Hi,
I have a question about the way to safely kill or recover stacked nodes.
let me explain how I was in trouble and what is the question.
☆ The way I was in trouble
- DB is stucked during the benchmarking. (I saw lock wait timeout warning from the bench marking apllication)
processlist of Master (Node for update) is as follows
mysql> show processlist;
±—±------------±--------------------±-----±--------±------±---------------------------±----------------------±----------±--------------±----------+
| Id | User | Host | db | Command | Time | State | Info | Rows_sent | Rows_examined | Rows_read |
±—±------------±--------------------±-----±--------±------±---------------------------±----------------------±----------±--------------±----------+
| 1 | system user | | NULL | Sleep | 14292 | wsrep aborter idle | NULL | 0 | 0 | 0 |
| 2 | system user | | NULL | Sleep | 14292 | NULL | NULL | 0 | 0 | 0 |
(…)
| 32 | system user | | NULL | Sleep | 14263 | NULL | NULL | 0 | 0 | 0 |
| 33 | system user | | NULL | Sleep | 14263 | NULL | NULL | 0 | 0 | 0 |
| 37 | tpcc | 192.168.10.45:41469 | tpcc | Killed | 12945 | wsrep in pre-commit stage | commit | 0 | 0 | 0 |
( many thread of pre-commit stage threads )
| 42 | tpcc | 192.168.10.45:41474 | tpcc | Query | 12945 | wsrep in pre-commit stage | commit | 0 | 0 | 0 |
(…)
| 69 | root | localhost | NULL | Query | 7669 | Preparing for TO isolation | create database test1 | 0 | 0 | 0 |
| 72 | root | localhost | NULL | Query | 0 | sleeping | show processlist | 0 | 0 | 0 |
±—±------------±--------------------±-----±--------±------±---------------------------±----------------------±----------±--------------±----------+
55 rows in set (0.00 sec)
Id 69 is query so that I confirm whether I can update DB. ( this query seems to be stucked )
- So I checked transaction state by referencing select * from information_schema.innodb_trx;
** transaction of master node is empty (this is OK)
mysql> select * from information_schema.innodb_trx;
Empty set (0.00 sec)
** transaction of slave nodes is not empty and seems to be stucked. (this also is OK).
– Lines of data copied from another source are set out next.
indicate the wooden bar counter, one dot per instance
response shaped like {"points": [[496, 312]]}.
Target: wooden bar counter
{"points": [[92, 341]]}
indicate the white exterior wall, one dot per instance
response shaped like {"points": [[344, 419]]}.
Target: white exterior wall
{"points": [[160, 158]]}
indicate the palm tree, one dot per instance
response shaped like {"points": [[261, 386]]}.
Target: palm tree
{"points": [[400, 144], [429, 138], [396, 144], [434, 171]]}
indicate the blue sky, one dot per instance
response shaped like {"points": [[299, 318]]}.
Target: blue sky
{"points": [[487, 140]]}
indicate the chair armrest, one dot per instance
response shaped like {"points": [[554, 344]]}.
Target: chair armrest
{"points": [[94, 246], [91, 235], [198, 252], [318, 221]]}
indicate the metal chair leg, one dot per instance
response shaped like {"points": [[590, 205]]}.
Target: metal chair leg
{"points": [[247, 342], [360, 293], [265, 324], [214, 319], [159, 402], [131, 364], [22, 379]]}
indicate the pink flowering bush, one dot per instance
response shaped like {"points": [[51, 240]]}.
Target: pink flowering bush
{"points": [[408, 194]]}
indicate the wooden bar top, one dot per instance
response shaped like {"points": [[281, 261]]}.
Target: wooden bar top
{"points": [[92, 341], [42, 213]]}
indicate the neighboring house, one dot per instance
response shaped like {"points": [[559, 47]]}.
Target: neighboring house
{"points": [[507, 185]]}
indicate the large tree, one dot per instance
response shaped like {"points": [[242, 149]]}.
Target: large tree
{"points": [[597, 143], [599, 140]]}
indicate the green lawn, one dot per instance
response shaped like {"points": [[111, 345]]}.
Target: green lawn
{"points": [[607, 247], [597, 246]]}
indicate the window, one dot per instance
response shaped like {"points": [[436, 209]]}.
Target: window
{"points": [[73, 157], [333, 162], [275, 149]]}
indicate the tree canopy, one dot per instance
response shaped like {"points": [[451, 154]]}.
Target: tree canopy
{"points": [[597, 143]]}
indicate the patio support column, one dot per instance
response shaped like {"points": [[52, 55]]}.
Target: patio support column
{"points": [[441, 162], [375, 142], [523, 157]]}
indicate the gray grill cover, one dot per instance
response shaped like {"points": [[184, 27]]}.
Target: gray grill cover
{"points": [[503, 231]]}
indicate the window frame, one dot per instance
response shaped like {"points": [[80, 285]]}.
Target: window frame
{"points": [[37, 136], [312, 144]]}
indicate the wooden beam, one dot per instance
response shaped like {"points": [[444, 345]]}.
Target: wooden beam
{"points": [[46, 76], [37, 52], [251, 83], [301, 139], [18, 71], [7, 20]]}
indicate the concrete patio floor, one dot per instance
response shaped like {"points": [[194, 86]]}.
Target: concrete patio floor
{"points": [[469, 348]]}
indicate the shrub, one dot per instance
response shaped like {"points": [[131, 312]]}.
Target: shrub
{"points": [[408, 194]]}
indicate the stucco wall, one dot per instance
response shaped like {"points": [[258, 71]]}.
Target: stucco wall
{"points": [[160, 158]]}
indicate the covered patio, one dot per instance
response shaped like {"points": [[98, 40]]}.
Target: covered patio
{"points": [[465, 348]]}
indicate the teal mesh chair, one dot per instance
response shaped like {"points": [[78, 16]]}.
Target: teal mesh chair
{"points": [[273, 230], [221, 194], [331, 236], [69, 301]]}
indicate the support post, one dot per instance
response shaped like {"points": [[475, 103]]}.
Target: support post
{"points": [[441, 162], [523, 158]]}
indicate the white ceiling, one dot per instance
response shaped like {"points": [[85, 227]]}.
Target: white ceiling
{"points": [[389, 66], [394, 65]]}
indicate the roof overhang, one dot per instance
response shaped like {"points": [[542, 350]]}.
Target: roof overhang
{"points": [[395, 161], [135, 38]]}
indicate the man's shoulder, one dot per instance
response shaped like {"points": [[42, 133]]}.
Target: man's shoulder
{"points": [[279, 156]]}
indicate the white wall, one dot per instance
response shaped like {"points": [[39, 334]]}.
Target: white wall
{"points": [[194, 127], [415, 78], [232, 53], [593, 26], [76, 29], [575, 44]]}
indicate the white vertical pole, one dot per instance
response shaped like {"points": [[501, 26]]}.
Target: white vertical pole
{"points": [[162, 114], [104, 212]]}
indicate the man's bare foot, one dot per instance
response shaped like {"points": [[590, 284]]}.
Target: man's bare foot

*************************** 29. row ***************************
trx_id: 1B01
trx_state: RUNNING
trx_started: 2014-07-17 14:19:53
trx_requested_lock_id: NULL
trx_wait_started: NULL
trx_weight: 11
trx_mysql_thread_id: 6
trx_query: NULL
trx_operation_state: NULL
trx_tables_in_use: 0
trx_tables_locked: 0
trx_lock_structs: 7
trx_lock_memory_bytes: 1248
trx_rows_locked: 3
trx_rows_modified: 4
trx_concurrency_tickets: 0
trx_isolation_level: READ COMMITTED
trx_unique_checks: 1
trx_foreign_key_checks: 1
trx_last_foreign_key_error: NULL
trx_adaptive_hash_latched: 0
trx_adaptive_hash_timeout: 10000
trx_wsrep_seqno: 5594362
trx_query_state: idle
trx_conflict_state: no conflict
trx_exec_mode: applier
trx_consistency_check: None
*************************** 30. row ***************************
trx_id: 1B00
trx_state: RUNNING
trx_started: 2014-07-17 14:19:53
trx_requested_lock_id: NULL
trx_wait_started: NULL
trx_weight: 11
trx_mysql_thread_id: 4
trx_query: NULL ☆ NULL !
trx_operation_state: NULL
trx_tables_in_use: 0
trx_tables_locked: 0
trx_lock_structs: 7
trx_lock_memory_bytes: 1248
trx_rows_locked: 3
trx_rows_modified: 4
trx_concurrency_tickets: 0
trx_isolation_level: READ COMMITTED
trx_unique_checks: 1
trx_foreign_key_checks: 1
trx_last_foreign_key_error: NULL
trx_adaptive_hash_latched: 0
trx_adaptive_hash_timeout: 10000
trx_wsrep_seqno: 5594361
trx_query_state: idle
trx_conflict_state: no conflict
trx_exec_mode: applier
trx_consistency_check: None
30 rows in set (0.01 sec)
mysql> system date;
Thu Jul 17 18:21:36 JST 2014
** process list of slave node is as follows (slave side have the position of write set)
mysql> show processlist;
±—±------------±----------±-----±--------±------±--------------------------±-----------------±----------±--------------±----------+
| Id | User | Host | db | Command | Time | State | Info | Rows_sent | Rows_examined | Rows_read |
±—±------------±----------±-----±--------±------±--------------------------±-----------------±----------±--------------±----------+
| 1 | system user | | NULL | Sleep | 14461 | applied write set 5594368 | NULL | 0 | 0 | 0 |
| 2 | system user | | NULL | Sleep | 14871 | wsrep aborter idle | NULL | 0 | 0 | 0 |
| 3 | system user | | NULL | Sleep | 14461 | applied write set 5594365 | NULL | 0 | 0 | 0 |
(many threads)
| 33 | system user | | NULL | Sleep | 14461 | applied write set 5594392 | NULL | 0 | 0 | 0 |
| 36 | root | localhost | NULL | Query | 0 | sleeping | show processlist | 0 | 0 | 0 |
±—±------------±----------±-----±--------±------±--------------------------±-----------------±----------±--------------±----------+
34 rows in set (0.01 sec)
☆ Question
Is there any recommended way to manage without restarting the node, when some transaction seem to be stucked?
I confirmed
- I can’t kill wsrep_slave_threads
- I can kill original master side thread to stuck
(Even If we can fix transaction status among the cluster by this operation, there is the problen that I don’t have any information to know which thread to kill because there seems to be no information to link the slave thread.)